[Date Prev][Date Next][Thread Prev][Thread Next][Date Index][Thread Index]
Re: [Classpathx-xml] GNUJAXP.JAR Bug in gnu.xml.pipeline.TextConsumer co
Re: [Classpathx-xml] GNUJAXP.JAR Bug in gnu.xml.pipeline.TextConsumer constructor
Tue, 02 Apr 2002 18:00:46 -0800
> when the TextConsumer class is used to emit plain XML
> (not specially handled XHTML), the XML declaration is
> missing in the output TextConsumer produces.
Not necessarily a bug. And your ad-hoc fix is a NOP,
since the default encoding (given no XML declaration)
is already UTF-8 ... as it says in the XML REC! :)
> super (w, isXhtml ? "US-ASCII" : null);
> The XMLWriter class does not emit the XML declaration if no encoding
> is given.
... and (see the XMLWriter spec) if it can't figure out what the
real encoding is, by asking the OutputStreamWriter that one
hopes you passed.
It'd be very wrong if that code was given a writer that buffered,
say, a "Big5" encoded stream and then always stuck a "UTF-8"
label on it. Far better not to put any encoding declaration into
the output stream, and require the caller to use external encoding
declarations (like "text/xml;charset=...") to resolve this stuff.
> I think both XMLWriter and TextConsumer are at fault here. I understand
> the reason for omitting the XML delaration when (X)HTML output is desired.
You've got it backwards. XHTML defaults to straight US-ASCII;
anything else has notable portability issues. (But you can emit
specially encoded XHTML if you really want to -- just set it up
> ... TextConsumer should have a constructor of the form
> public TextConsumer (Writer w, String encoding, boolean isXhtml)
If you want an encoding declaration, just make sure you're
passing an OutputStreamWriter. Or invoke setWriter ()

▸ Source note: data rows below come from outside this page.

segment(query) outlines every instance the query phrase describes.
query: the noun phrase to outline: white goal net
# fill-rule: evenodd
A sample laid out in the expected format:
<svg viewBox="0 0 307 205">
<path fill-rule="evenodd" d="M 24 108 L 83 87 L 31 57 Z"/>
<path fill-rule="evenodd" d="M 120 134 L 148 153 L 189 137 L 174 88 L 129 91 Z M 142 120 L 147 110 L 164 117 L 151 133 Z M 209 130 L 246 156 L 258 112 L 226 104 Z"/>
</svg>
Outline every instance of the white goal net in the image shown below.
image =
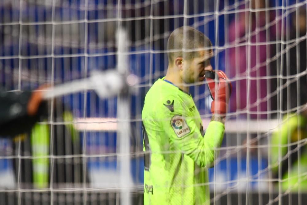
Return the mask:
<svg viewBox="0 0 307 205">
<path fill-rule="evenodd" d="M 211 40 L 212 67 L 233 86 L 209 171 L 211 203 L 305 204 L 306 8 L 303 0 L 0 1 L 3 90 L 97 71 L 131 74 L 117 96 L 85 88 L 52 97 L 31 132 L 1 136 L 0 204 L 143 204 L 144 99 L 166 73 L 169 34 L 189 26 Z M 205 128 L 212 115 L 205 82 L 190 91 Z"/>
</svg>

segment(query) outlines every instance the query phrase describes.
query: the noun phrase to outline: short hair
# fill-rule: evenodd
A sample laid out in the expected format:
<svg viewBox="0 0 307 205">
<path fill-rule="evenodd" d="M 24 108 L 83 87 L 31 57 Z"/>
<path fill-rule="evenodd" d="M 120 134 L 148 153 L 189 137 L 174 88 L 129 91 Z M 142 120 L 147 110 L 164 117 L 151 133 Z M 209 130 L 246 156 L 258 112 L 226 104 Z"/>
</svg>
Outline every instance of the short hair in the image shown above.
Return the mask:
<svg viewBox="0 0 307 205">
<path fill-rule="evenodd" d="M 169 36 L 167 41 L 167 49 L 168 51 L 173 49 L 181 50 L 169 52 L 167 56 L 169 63 L 178 57 L 190 60 L 199 55 L 198 51 L 183 52 L 183 49 L 205 48 L 212 46 L 210 40 L 200 31 L 190 26 L 180 27 L 175 29 Z"/>
</svg>

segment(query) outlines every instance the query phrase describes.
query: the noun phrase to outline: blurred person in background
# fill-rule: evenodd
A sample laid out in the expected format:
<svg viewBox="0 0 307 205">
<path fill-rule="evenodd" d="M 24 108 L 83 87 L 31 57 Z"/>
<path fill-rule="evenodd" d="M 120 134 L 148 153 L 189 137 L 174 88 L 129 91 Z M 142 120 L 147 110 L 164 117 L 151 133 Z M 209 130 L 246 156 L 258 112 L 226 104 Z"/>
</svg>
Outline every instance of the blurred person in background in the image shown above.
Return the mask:
<svg viewBox="0 0 307 205">
<path fill-rule="evenodd" d="M 267 45 L 263 43 L 271 41 L 276 36 L 277 23 L 274 22 L 275 21 L 275 13 L 270 11 L 257 10 L 265 8 L 266 2 L 265 0 L 251 0 L 249 3 L 246 3 L 247 4 L 239 8 L 256 10 L 239 12 L 237 18 L 229 25 L 229 41 L 233 45 L 230 49 L 228 57 L 230 77 L 241 78 L 236 80 L 233 83 L 235 87 L 230 103 L 231 112 L 243 111 L 244 112 L 265 112 L 267 110 L 267 80 L 254 79 L 268 74 L 266 63 L 267 56 L 270 56 L 270 54 L 267 53 Z M 268 15 L 266 15 L 266 12 L 269 12 Z M 266 25 L 269 23 L 272 25 L 267 29 Z M 267 32 L 269 33 L 268 39 Z M 249 41 L 252 45 L 246 45 Z M 262 44 L 255 45 L 260 43 Z M 245 45 L 237 45 L 242 43 Z M 254 79 L 249 80 L 248 90 L 248 79 L 250 77 Z M 256 118 L 257 116 L 261 118 L 266 118 L 267 116 L 266 114 L 253 114 L 251 117 Z"/>
<path fill-rule="evenodd" d="M 30 130 L 48 114 L 41 87 L 33 91 L 0 92 L 0 136 L 14 137 Z"/>
<path fill-rule="evenodd" d="M 279 93 L 281 97 L 280 108 L 287 113 L 280 128 L 272 135 L 270 164 L 274 178 L 283 179 L 282 183 L 284 190 L 307 191 L 305 177 L 307 145 L 303 140 L 307 137 L 306 42 L 305 37 L 300 38 L 306 33 L 305 8 L 301 8 L 298 12 L 297 18 L 296 13 L 292 14 L 291 31 L 289 36 L 284 37 L 287 40 L 300 40 L 285 46 L 290 49 L 283 56 L 283 67 L 280 68 L 280 73 L 284 77 L 276 85 L 282 88 Z M 289 144 L 292 145 L 288 148 Z M 287 154 L 289 156 L 286 156 Z M 279 169 L 281 175 L 278 175 Z"/>
<path fill-rule="evenodd" d="M 48 119 L 46 118 L 43 121 L 46 121 Z M 18 178 L 20 165 L 20 180 L 25 186 L 22 187 L 48 188 L 51 181 L 55 188 L 83 187 L 84 166 L 82 157 L 65 157 L 82 153 L 80 133 L 74 127 L 73 120 L 69 109 L 60 99 L 57 98 L 54 102 L 52 120 L 56 123 L 52 125 L 53 127 L 49 123 L 37 123 L 31 130 L 23 135 L 26 136 L 22 137 L 20 147 L 18 142 L 13 144 L 16 154 L 19 151 L 21 156 L 37 157 L 22 159 L 20 164 L 18 161 L 19 159 L 16 159 L 17 161 L 14 163 L 16 179 Z M 51 133 L 52 136 L 50 136 Z M 50 148 L 52 150 L 50 150 Z M 61 157 L 53 159 L 43 157 L 51 155 Z M 52 160 L 53 168 L 50 166 Z M 87 179 L 87 175 L 86 179 Z"/>
</svg>

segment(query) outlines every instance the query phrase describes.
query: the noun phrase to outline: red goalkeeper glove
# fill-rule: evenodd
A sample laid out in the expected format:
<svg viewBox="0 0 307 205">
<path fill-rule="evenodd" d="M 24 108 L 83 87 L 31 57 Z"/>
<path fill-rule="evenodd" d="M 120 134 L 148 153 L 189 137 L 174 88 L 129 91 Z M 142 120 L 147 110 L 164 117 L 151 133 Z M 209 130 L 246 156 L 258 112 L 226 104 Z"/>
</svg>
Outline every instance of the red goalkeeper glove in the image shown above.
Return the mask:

directly (labeling the encoding as you please) instead of
doing it implicitly in the constructor.
The TextConsumer API is set up so you actually have to
work to grab enough rope to hang yourself (as it were :) by
goofing up encodings. But all the tools for it are there,
if you really need them.
> The TextConsumer constructor with a Writer argument is sometimes
> preferable over the OutputStream variant - for example when you
> want output to a String - there's a StringWriter standard class but
> not a StringBufferOutputStream.
In such a case, yet another way to ensure there's an XML
declaration is to just write it directly to the output stream
yourself... :) But I'd not encourage such tricks, since strings
are by definition _not encoded_ ... putting any kind of
encoding declaration in them is error prone, since you may
not know the encoding that'll be used when it's eventually
encoded onto some OutputStream.